A few other things come to mind that could be useful:

  • On a desktop, there is tons of RAM. So a bug that causes a write to a bad address (e.g. out of bounds of the vector’s data or writing to moved-from data) is statistically much less likely to overwrite an important address in memory than on a small system with less RAM. Last week I found two such bugs in a popular plugin – it seemed to “work” on desktop but it quickly crashed on MetaModule. Except in reality, if I ran it long enough on my computer under the right conditions it would eventually crash, but I only had to run it for a short while on the MetaModule to see it fail. So you could try creating some hard-hitting tests for the desktop version and see if you can make it fail.

  • Concurrency on the MetaModule is completely different than on the desktop computer. I see the function name is “menuClearExceptCurrent()” so I’m assuming this is called from the GUI context (e.g. it’s a right-click menu)?

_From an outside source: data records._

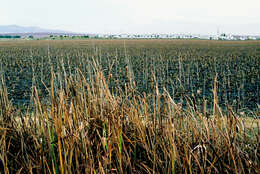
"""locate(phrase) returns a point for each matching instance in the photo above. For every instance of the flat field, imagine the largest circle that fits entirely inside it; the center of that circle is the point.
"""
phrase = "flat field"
(129, 106)
(183, 67)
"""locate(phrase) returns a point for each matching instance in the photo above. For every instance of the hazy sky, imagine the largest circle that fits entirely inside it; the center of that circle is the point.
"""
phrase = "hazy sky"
(135, 16)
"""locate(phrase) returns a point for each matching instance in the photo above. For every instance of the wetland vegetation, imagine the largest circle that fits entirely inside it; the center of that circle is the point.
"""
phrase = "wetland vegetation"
(130, 106)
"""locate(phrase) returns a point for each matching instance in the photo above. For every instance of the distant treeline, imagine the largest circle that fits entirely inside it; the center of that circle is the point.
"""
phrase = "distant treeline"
(9, 37)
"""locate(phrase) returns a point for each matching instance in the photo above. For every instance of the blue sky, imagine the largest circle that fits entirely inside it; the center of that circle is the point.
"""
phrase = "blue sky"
(135, 16)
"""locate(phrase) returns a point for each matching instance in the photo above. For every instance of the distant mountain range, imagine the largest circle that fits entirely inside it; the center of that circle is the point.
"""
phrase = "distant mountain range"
(5, 29)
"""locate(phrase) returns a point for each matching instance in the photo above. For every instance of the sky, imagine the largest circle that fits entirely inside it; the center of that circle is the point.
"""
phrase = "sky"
(136, 16)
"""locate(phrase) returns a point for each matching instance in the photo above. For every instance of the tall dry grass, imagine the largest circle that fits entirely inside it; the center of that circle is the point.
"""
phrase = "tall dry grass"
(85, 128)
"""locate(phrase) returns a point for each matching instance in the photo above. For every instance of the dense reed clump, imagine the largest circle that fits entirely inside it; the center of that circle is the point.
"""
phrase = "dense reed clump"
(87, 127)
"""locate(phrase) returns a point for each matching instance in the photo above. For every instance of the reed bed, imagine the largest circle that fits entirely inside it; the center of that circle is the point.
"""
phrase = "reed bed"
(91, 119)
(87, 129)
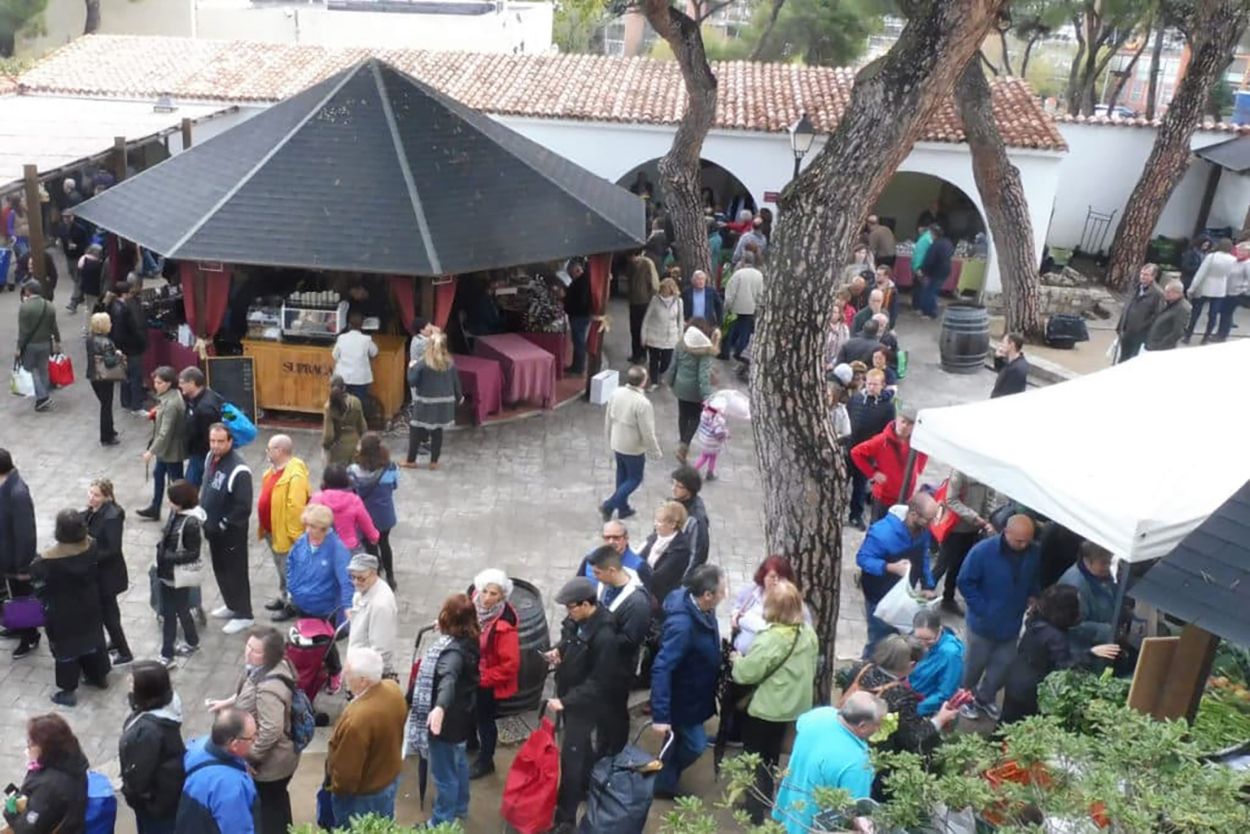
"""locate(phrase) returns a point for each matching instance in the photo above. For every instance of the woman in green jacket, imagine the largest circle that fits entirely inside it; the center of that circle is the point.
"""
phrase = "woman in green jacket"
(781, 665)
(168, 447)
(691, 378)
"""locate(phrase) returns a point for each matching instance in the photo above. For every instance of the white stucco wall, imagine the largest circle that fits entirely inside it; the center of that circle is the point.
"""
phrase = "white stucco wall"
(1103, 166)
(764, 161)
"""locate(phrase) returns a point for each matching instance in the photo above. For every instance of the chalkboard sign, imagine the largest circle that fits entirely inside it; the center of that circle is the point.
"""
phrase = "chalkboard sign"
(234, 378)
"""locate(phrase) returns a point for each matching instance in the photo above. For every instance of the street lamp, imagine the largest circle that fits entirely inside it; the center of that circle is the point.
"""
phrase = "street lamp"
(801, 135)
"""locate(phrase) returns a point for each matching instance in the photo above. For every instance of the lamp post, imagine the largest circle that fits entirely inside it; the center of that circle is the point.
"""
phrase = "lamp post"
(801, 135)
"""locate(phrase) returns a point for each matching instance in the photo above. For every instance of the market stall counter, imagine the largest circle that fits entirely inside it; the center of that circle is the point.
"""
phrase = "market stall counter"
(293, 376)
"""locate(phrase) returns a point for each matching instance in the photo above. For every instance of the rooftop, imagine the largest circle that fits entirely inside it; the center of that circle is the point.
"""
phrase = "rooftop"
(589, 88)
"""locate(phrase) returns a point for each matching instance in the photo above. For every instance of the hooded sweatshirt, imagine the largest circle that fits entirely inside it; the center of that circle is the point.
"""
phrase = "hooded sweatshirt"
(690, 374)
(150, 754)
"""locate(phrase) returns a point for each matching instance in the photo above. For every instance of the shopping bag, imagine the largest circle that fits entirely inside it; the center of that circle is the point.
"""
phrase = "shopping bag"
(899, 607)
(21, 381)
(533, 782)
(60, 370)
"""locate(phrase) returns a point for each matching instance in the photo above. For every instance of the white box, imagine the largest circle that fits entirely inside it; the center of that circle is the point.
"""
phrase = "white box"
(601, 386)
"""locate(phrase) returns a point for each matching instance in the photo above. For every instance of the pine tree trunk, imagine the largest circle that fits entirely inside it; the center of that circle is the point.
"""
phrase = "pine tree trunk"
(820, 214)
(680, 169)
(93, 18)
(1006, 208)
(1216, 28)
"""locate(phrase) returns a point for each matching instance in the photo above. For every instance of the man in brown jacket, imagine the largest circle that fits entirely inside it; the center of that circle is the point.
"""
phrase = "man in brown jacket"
(366, 747)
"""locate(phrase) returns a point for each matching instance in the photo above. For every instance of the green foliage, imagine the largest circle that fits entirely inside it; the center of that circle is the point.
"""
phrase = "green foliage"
(375, 824)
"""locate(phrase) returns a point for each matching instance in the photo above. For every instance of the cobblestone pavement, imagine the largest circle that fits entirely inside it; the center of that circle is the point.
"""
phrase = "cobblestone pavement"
(521, 497)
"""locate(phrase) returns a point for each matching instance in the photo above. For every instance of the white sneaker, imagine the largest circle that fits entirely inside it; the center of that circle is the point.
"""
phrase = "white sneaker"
(236, 625)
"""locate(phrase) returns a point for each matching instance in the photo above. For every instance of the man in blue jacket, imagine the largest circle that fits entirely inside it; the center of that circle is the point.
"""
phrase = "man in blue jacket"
(939, 673)
(999, 582)
(219, 795)
(684, 674)
(895, 547)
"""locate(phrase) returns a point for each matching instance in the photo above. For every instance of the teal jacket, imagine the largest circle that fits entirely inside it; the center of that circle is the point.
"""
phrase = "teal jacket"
(785, 694)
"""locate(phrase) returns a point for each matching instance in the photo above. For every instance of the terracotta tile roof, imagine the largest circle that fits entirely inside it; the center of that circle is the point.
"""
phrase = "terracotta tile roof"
(594, 88)
(1115, 121)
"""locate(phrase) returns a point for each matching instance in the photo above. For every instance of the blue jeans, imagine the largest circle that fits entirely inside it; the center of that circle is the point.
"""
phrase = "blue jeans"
(578, 328)
(449, 765)
(348, 805)
(878, 629)
(689, 743)
(740, 334)
(195, 469)
(629, 477)
(160, 472)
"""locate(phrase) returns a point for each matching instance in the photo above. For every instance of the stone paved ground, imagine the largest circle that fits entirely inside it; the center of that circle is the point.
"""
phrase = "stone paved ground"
(521, 497)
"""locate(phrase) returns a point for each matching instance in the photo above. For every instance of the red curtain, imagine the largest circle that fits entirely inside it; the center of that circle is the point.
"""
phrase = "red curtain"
(216, 291)
(405, 298)
(444, 296)
(600, 284)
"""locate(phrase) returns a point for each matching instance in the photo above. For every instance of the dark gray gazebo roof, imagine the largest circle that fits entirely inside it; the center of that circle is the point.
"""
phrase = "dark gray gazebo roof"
(374, 171)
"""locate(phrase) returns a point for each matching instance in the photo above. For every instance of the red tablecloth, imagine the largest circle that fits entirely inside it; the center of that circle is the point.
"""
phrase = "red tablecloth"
(529, 371)
(483, 383)
(903, 273)
(558, 344)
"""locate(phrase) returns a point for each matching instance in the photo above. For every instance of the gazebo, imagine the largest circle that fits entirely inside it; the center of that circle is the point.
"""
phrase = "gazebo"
(369, 173)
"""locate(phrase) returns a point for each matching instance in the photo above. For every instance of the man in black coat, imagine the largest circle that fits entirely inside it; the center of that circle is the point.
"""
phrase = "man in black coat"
(1011, 365)
(16, 544)
(588, 669)
(686, 484)
(226, 500)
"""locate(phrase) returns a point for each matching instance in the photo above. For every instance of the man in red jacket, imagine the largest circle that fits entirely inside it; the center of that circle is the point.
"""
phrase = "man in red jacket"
(884, 459)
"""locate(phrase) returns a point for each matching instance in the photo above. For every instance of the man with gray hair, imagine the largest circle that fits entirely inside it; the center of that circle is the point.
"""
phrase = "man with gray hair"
(366, 747)
(629, 423)
(830, 750)
(743, 296)
(284, 493)
(1169, 325)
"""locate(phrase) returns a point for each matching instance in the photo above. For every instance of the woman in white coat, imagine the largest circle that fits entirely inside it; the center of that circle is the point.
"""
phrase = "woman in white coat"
(1211, 286)
(661, 328)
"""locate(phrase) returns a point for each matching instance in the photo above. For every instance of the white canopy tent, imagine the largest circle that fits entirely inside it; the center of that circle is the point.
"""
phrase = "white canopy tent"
(1131, 458)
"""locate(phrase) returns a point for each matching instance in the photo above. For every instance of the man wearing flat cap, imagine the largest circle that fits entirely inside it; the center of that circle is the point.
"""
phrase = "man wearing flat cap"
(588, 669)
(374, 614)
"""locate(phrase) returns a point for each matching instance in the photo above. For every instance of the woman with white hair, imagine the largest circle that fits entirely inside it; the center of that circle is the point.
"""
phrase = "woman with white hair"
(499, 664)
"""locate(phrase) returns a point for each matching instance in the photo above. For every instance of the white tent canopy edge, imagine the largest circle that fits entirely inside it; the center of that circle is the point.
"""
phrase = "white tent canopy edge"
(1131, 458)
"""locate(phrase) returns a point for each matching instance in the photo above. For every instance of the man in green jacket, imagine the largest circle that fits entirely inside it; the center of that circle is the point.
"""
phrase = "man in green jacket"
(38, 338)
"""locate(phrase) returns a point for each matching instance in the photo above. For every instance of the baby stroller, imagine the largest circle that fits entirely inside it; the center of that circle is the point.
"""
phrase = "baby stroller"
(310, 649)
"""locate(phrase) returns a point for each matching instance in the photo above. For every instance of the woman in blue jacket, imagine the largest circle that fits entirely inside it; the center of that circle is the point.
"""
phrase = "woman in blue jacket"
(375, 478)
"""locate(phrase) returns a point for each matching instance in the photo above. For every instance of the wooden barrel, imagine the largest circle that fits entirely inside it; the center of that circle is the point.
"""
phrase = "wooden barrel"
(965, 338)
(531, 629)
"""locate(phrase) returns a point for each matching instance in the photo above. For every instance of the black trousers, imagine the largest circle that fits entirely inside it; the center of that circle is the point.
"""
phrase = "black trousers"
(94, 667)
(953, 552)
(275, 805)
(229, 552)
(636, 313)
(113, 623)
(688, 420)
(764, 738)
(104, 393)
(416, 435)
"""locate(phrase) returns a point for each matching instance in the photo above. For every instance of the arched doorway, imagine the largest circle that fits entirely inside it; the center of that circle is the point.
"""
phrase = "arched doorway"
(723, 191)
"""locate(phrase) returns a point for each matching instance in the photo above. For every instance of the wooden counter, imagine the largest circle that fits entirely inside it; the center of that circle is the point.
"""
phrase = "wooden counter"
(296, 376)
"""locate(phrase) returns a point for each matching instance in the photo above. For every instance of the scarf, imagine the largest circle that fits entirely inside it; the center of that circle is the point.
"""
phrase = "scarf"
(418, 733)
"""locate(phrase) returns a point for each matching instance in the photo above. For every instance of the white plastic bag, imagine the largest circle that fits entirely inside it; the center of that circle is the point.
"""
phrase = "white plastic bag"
(899, 607)
(23, 381)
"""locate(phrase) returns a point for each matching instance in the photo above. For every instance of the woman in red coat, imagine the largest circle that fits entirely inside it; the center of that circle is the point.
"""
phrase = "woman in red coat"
(500, 660)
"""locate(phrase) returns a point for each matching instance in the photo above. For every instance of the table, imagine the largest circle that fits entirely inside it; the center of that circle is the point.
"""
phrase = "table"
(293, 376)
(558, 344)
(529, 371)
(483, 383)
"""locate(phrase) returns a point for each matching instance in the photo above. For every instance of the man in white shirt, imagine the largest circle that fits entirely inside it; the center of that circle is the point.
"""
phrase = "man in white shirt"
(353, 350)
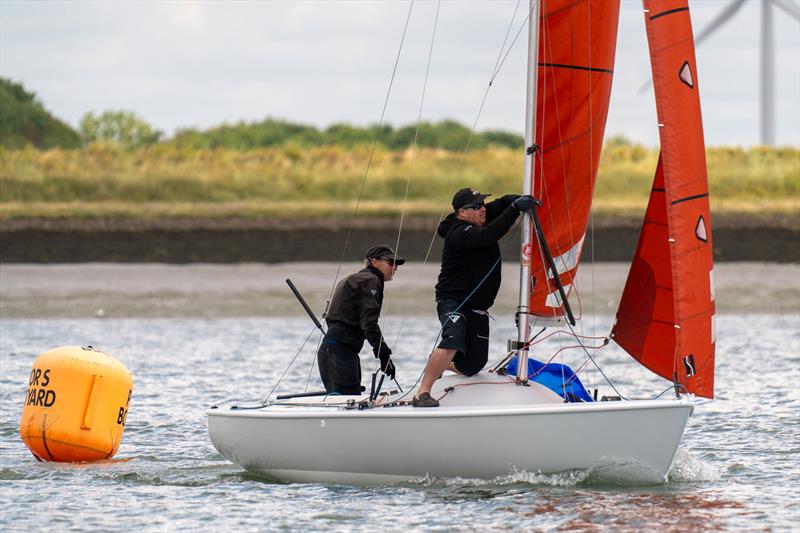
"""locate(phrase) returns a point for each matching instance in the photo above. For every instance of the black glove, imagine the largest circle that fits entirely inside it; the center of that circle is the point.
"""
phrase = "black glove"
(508, 199)
(387, 365)
(524, 203)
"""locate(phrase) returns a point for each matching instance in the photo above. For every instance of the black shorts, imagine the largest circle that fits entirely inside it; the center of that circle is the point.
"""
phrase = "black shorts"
(467, 332)
(339, 368)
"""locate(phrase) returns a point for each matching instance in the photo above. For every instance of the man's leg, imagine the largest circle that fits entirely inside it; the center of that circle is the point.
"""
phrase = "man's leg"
(438, 362)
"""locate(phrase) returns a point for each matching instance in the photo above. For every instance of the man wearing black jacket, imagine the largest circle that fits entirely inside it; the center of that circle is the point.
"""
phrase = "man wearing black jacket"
(352, 318)
(468, 283)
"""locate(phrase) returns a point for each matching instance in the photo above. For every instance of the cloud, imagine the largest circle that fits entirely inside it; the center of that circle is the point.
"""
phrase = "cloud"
(181, 63)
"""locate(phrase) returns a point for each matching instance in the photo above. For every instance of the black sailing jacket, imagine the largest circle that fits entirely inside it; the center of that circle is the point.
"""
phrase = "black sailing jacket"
(355, 309)
(471, 252)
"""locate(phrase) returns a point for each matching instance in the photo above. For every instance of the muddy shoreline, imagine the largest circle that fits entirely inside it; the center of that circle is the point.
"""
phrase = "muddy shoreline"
(736, 238)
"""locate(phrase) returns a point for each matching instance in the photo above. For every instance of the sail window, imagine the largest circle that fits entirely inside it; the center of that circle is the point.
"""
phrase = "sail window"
(568, 260)
(711, 283)
(686, 75)
(688, 363)
(554, 298)
(713, 329)
(700, 229)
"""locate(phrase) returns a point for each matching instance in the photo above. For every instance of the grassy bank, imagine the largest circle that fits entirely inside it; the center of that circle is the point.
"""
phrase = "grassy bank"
(166, 181)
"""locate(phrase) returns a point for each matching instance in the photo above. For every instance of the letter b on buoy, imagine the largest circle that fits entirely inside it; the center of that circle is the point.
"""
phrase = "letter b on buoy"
(76, 405)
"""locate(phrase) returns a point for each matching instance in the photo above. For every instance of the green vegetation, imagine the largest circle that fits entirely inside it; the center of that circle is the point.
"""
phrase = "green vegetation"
(447, 134)
(275, 168)
(24, 121)
(121, 128)
(165, 180)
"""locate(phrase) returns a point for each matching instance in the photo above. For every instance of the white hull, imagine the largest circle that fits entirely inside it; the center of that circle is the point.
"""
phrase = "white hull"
(484, 430)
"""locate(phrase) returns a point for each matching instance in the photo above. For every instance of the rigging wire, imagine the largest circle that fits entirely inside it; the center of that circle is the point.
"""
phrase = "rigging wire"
(414, 148)
(372, 149)
(499, 62)
(310, 333)
(466, 298)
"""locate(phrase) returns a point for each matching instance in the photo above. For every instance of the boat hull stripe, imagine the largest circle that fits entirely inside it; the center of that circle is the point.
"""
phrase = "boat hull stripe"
(670, 12)
(577, 67)
(695, 197)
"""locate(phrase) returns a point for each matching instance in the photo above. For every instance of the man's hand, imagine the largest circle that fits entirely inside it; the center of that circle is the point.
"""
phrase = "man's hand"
(387, 365)
(524, 203)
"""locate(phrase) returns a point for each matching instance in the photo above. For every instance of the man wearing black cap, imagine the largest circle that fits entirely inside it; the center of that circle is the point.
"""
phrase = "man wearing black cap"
(468, 283)
(352, 318)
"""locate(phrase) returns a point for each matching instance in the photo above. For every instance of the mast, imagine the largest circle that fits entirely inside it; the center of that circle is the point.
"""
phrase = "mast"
(527, 188)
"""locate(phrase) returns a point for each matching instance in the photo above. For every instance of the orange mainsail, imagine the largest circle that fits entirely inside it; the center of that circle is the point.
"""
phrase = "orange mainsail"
(666, 315)
(577, 41)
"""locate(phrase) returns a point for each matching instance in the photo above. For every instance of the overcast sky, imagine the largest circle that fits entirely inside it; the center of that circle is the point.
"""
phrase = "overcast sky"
(198, 64)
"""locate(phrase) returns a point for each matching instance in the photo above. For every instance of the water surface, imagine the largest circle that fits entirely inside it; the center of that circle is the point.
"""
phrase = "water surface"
(738, 467)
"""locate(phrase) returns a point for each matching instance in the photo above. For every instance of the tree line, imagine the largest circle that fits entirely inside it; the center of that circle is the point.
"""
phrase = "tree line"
(25, 121)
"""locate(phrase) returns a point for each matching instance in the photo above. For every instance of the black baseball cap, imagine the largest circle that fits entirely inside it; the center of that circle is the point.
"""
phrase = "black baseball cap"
(466, 197)
(382, 251)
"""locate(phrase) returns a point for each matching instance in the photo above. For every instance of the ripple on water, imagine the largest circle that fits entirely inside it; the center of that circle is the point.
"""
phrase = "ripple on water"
(737, 468)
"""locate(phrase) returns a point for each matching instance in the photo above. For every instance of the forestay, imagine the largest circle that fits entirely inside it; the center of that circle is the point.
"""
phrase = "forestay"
(577, 41)
(666, 314)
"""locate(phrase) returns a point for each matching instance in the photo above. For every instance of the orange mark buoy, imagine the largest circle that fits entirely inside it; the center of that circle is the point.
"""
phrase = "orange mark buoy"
(76, 405)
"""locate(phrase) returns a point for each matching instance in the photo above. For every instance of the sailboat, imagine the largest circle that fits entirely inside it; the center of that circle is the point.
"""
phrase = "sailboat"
(499, 422)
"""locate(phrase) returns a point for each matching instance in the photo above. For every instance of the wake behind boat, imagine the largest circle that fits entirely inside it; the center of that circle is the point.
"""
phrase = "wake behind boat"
(486, 426)
(525, 415)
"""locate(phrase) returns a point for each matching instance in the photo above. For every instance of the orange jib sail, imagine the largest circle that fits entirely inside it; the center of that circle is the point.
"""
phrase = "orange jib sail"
(577, 42)
(666, 315)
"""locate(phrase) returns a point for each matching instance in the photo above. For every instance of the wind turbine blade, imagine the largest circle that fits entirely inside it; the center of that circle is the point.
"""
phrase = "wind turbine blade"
(719, 20)
(710, 28)
(789, 8)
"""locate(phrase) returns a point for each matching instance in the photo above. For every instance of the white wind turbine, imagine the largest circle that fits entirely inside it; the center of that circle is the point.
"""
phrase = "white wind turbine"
(767, 93)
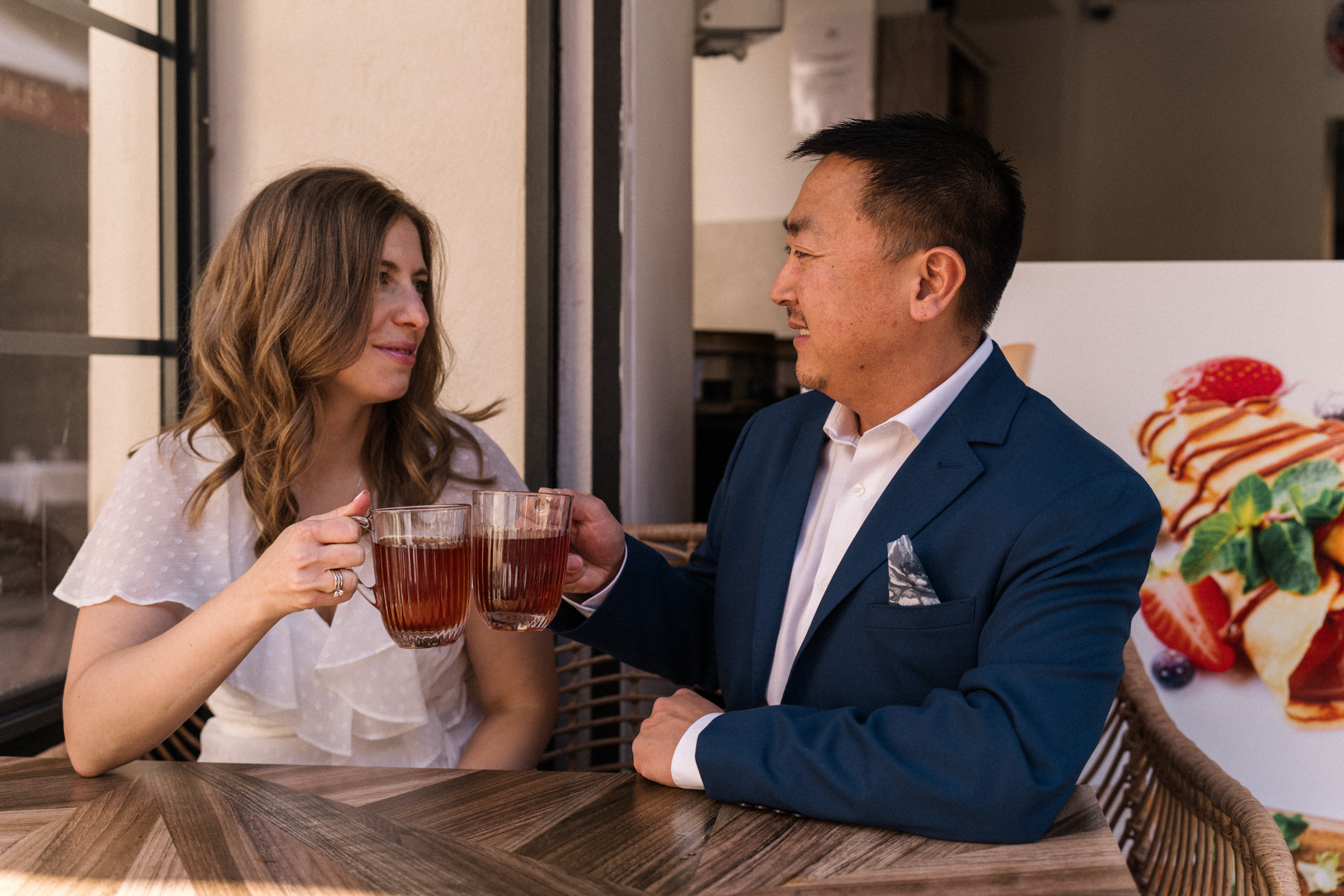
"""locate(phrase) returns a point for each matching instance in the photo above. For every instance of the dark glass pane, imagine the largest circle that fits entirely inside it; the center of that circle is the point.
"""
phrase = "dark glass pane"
(43, 509)
(45, 171)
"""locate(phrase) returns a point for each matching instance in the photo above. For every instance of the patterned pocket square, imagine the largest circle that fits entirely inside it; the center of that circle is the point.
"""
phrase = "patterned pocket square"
(908, 583)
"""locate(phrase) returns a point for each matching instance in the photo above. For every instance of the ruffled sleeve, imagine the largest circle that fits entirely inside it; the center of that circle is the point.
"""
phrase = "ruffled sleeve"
(140, 547)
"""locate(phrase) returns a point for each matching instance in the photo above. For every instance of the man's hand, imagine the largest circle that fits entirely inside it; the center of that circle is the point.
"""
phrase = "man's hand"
(597, 544)
(660, 732)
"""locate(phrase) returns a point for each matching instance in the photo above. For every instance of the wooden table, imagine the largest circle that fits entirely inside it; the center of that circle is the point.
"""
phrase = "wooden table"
(182, 828)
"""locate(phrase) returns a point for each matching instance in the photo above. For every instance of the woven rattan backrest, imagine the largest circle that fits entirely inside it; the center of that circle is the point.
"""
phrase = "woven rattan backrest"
(1185, 825)
(184, 743)
(675, 542)
(602, 702)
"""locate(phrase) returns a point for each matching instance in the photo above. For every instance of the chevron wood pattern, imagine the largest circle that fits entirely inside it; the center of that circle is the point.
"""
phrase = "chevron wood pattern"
(166, 829)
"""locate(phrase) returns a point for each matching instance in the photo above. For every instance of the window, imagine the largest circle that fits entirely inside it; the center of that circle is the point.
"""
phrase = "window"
(103, 217)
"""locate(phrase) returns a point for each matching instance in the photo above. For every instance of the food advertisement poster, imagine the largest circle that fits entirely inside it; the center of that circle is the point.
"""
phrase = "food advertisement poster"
(1222, 383)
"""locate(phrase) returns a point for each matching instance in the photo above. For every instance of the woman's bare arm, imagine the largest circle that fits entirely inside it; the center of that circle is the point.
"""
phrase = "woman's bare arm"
(137, 672)
(515, 672)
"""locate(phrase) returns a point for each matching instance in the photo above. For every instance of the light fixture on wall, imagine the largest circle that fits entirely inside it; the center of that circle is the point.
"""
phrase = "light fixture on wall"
(725, 27)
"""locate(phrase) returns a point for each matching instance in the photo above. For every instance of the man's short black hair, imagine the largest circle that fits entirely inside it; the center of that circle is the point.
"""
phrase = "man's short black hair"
(935, 182)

So as mentioned above, that means the audio thread is possibly running at the same time as this function a different core, or the audio thread is interrupting this function at any moment, for as long as it needs to, and as many times as it needs to. If there’s an AsyncThread also accessing this data, it gets a lot more complicated… so it’s hard to say without knowing all the various contexts that are accessing the sample data.

  • Memory allocation on the MetaModule is strictly limited. Except for some specific times (constructors of Modules and ModuleWidgets, or during plugin startup/initialization), only the GUI thread and AsyncThreads are allowed to allocate memory, and a crash is inevitable if any other context attempts to allocate or de-allocate.

Also, allocating memory in multiple AsyncThreads (that is, multiple modules having an AsyncThread) simultaneously is something I haven’t tested well. I don’t have any evidence of there being a bug but the fact that I haven’t tested it (and haven’t figured out a way to write useful concurrency tests) means I can’t rule out some issue there. So if this code is running in an AsyncThread and the crash only happens when another module that allocates in an AsyncThread is running in the same patch, then we can pursue this.

shrink_to_fit works the same as it does on a desktop: the issue is that the name is a bit misleading. According the the c++ standard, this function might do nothing. See here:

void shrink_to_fit();
Requests the removal of unused capacity.
It is a non-binding request to reduce capacity() to size(). It depends on the implementation whether the request is fulfilled.

So, on any platform (desktop, embedded, windows, mac, linux…) you can never be sure if calling this will do anything. It’s no different on the MetaModule.

The swap idiom allocates a new temporary vector, copies the contents of the old vector into it, sets the old vector’s pointers to the new temporary vector, and then de-allocates the old vector’s data. So, it’s a much heavier operation.